Selecting The Sic Gate Driver

When it comes to selecting the right gate driver for SiC switches, it takes a new mindset in thinking about the power solution compared to silicon-based devices. The key areas to look at include topology, voltage, bias, and monitoring and protection features.

The selection of the SiC driver is vital, and historically it was okay to use a sequential approach to selecting the gate driver. Prior to SiC you’d pick the IGBT first then the gate driver second then the busbars and the capacitor, etc. It’s totally changed. 

You have to look at the whole holistic solution that you’re building and those tradeoffs at every step instead of this sequential approach that you have with IGBTs. It’s been an education for a lot of customers.

Topology, power level, protection and functional safety requirements, and the generation of SiC devices in use will dictate the kind of  SiC driver needed for the application. For example, a non-isolated driver, which could require a lot of extra circuitry, is good for simpler applications, where not everything has to be integrated into the driver.

There are also isolated drivers that can handle the negative bias and isolation issues but will still need some kind of monitoring in the system, up to devices that offer further integration such as monitoring and protection circuitry and functional safety for automotive applications.

The checklist for deploying SiC the right way is to look at the topology and what kind of devices you have to drive then pick the gate driver, optimize the bias, figure out what kind of protection is needed, and then optimize the layout.

From a driver point of view, it’s having the right bias, so the right voltage capability, whether you need isolated or non-isolated gate drivers, how much protection is needed, which ties into the integration level [for protection and safety] or how much extra circuitry is required, he added.

One of the things that has hindered SiC a little bit is the realization that because of the higher switching speed it needs to be put into a package where the source inductance is eliminated. Source inductance can be nasty and cause a lot of ringing and additional power losses because it slows down the switching action.

This is where the layout engineer becomes your best friend because you really have to look at the layout to mitigate the ringing and optimize it for high speed switching. This includes minimizing the trace inductances and separating the gate loop from the power loop and proper bypassing [of the switched current path and broad frequency band] by selecting the right components.

What’s really critical is connecting the driver to the switch. You have to connect the ground of the driver directly to the source of the power switch because of stray inductances that can increase switching losses.

Key Points to Ponder

When selecting a SiC MOSFET the first critical question to ask is ‘do I need unipolar or bipolar driving’ for that component.
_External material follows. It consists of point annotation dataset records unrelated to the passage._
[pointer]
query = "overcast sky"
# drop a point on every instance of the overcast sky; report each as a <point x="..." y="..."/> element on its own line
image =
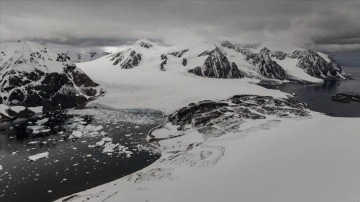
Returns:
<point x="322" y="25"/>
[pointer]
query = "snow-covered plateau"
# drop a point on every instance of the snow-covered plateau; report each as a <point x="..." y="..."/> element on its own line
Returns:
<point x="226" y="139"/>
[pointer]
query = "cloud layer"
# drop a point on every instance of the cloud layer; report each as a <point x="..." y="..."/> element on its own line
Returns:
<point x="323" y="25"/>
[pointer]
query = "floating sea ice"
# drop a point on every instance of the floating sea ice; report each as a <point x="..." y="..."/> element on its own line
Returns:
<point x="38" y="156"/>
<point x="109" y="147"/>
<point x="75" y="134"/>
<point x="103" y="141"/>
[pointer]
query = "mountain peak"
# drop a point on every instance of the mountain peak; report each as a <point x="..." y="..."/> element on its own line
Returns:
<point x="145" y="43"/>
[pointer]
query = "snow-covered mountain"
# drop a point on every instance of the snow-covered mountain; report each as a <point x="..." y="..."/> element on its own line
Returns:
<point x="83" y="55"/>
<point x="228" y="60"/>
<point x="32" y="76"/>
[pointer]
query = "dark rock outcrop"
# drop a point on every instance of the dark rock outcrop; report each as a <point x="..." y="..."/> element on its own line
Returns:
<point x="40" y="77"/>
<point x="265" y="65"/>
<point x="313" y="64"/>
<point x="217" y="65"/>
<point x="215" y="118"/>
<point x="126" y="59"/>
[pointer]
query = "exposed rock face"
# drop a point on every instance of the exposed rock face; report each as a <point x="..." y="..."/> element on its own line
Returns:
<point x="215" y="118"/>
<point x="217" y="65"/>
<point x="310" y="61"/>
<point x="315" y="65"/>
<point x="79" y="56"/>
<point x="127" y="59"/>
<point x="179" y="54"/>
<point x="31" y="75"/>
<point x="145" y="44"/>
<point x="163" y="63"/>
<point x="265" y="65"/>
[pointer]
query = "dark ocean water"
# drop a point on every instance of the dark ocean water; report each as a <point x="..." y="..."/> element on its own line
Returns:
<point x="317" y="96"/>
<point x="72" y="165"/>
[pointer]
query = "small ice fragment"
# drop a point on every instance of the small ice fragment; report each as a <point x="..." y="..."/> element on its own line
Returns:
<point x="38" y="156"/>
<point x="75" y="134"/>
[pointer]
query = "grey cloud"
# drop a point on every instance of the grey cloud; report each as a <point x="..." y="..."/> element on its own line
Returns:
<point x="315" y="24"/>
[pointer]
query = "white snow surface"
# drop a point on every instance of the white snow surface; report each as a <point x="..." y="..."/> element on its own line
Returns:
<point x="313" y="160"/>
<point x="145" y="86"/>
<point x="294" y="72"/>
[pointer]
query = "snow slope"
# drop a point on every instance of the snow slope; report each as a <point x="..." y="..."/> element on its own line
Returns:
<point x="145" y="86"/>
<point x="313" y="160"/>
<point x="275" y="159"/>
<point x="33" y="76"/>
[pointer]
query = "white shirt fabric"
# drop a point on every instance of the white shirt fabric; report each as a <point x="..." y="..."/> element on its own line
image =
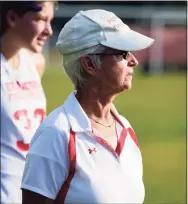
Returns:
<point x="23" y="107"/>
<point x="100" y="177"/>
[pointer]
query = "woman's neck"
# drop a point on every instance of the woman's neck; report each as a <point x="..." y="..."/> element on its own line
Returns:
<point x="10" y="50"/>
<point x="95" y="102"/>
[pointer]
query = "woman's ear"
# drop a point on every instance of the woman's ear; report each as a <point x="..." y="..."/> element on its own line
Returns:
<point x="11" y="18"/>
<point x="87" y="64"/>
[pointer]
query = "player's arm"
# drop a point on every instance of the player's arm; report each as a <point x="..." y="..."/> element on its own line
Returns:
<point x="46" y="167"/>
<point x="30" y="197"/>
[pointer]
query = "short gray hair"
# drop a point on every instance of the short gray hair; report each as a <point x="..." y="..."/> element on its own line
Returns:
<point x="73" y="68"/>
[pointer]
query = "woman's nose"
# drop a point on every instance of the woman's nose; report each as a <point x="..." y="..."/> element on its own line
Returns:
<point x="132" y="61"/>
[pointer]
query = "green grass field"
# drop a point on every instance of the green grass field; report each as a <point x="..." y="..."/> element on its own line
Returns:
<point x="156" y="108"/>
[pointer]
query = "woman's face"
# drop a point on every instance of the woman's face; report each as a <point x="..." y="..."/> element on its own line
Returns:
<point x="116" y="70"/>
<point x="33" y="28"/>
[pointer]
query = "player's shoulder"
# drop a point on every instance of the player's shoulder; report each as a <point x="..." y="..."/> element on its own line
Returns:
<point x="56" y="123"/>
<point x="54" y="128"/>
<point x="125" y="121"/>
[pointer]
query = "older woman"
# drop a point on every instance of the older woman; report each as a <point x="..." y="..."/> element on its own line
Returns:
<point x="85" y="151"/>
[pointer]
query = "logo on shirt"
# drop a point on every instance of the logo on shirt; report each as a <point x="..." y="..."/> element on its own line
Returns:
<point x="92" y="150"/>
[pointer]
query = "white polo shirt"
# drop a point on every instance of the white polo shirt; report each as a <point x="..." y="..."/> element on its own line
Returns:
<point x="71" y="164"/>
<point x="23" y="107"/>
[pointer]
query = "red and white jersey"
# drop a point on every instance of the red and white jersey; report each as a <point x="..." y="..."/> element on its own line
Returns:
<point x="76" y="165"/>
<point x="23" y="108"/>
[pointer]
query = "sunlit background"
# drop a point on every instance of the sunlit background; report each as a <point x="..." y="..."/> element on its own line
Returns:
<point x="156" y="105"/>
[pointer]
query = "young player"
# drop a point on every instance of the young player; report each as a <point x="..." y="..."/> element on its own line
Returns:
<point x="24" y="24"/>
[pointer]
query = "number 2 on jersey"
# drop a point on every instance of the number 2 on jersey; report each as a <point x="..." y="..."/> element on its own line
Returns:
<point x="23" y="115"/>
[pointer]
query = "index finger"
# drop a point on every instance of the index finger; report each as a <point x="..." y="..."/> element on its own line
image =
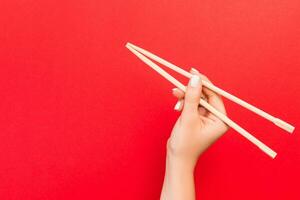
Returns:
<point x="214" y="99"/>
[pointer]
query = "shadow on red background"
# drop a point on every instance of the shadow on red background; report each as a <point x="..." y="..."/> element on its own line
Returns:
<point x="81" y="117"/>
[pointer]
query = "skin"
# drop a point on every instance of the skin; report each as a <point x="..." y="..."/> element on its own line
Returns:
<point x="194" y="131"/>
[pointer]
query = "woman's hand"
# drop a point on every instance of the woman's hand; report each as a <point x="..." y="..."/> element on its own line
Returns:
<point x="195" y="130"/>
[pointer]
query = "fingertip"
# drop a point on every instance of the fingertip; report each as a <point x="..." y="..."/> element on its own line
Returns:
<point x="178" y="105"/>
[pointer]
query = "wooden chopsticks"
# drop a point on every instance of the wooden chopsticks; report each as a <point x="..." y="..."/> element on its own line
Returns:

There are fast and robust drivers right in the market that can drive both Si as well SiC but what people need to be cautious about when moving from Si to SiC is how you drive it because silicon is driven with a typical voltage of 12 volts. 

You are using 12-V to turn-on and using 0 V to turn-off, so the normal voltage range for the driver driving silicon components or superjunction MOSFETS is 0 to 12 volts and that’s across the board from any silicon component supplier.

On the other hand, SiC devices from different vendors will have different turn-on/turn-on voltages. There are SiC MOSFETs in the market, for example, that require +15 V to turn it on and -4 V to turn it off,  or +20 V for turn-on and -2 or -5 V for turn-off, Ivankovic said.  This requires a driver that enables the use of positive and negative voltages.

Thus, be careful about whether you need a unipolar gate driver or you need both a positive and negative to drive the component properly.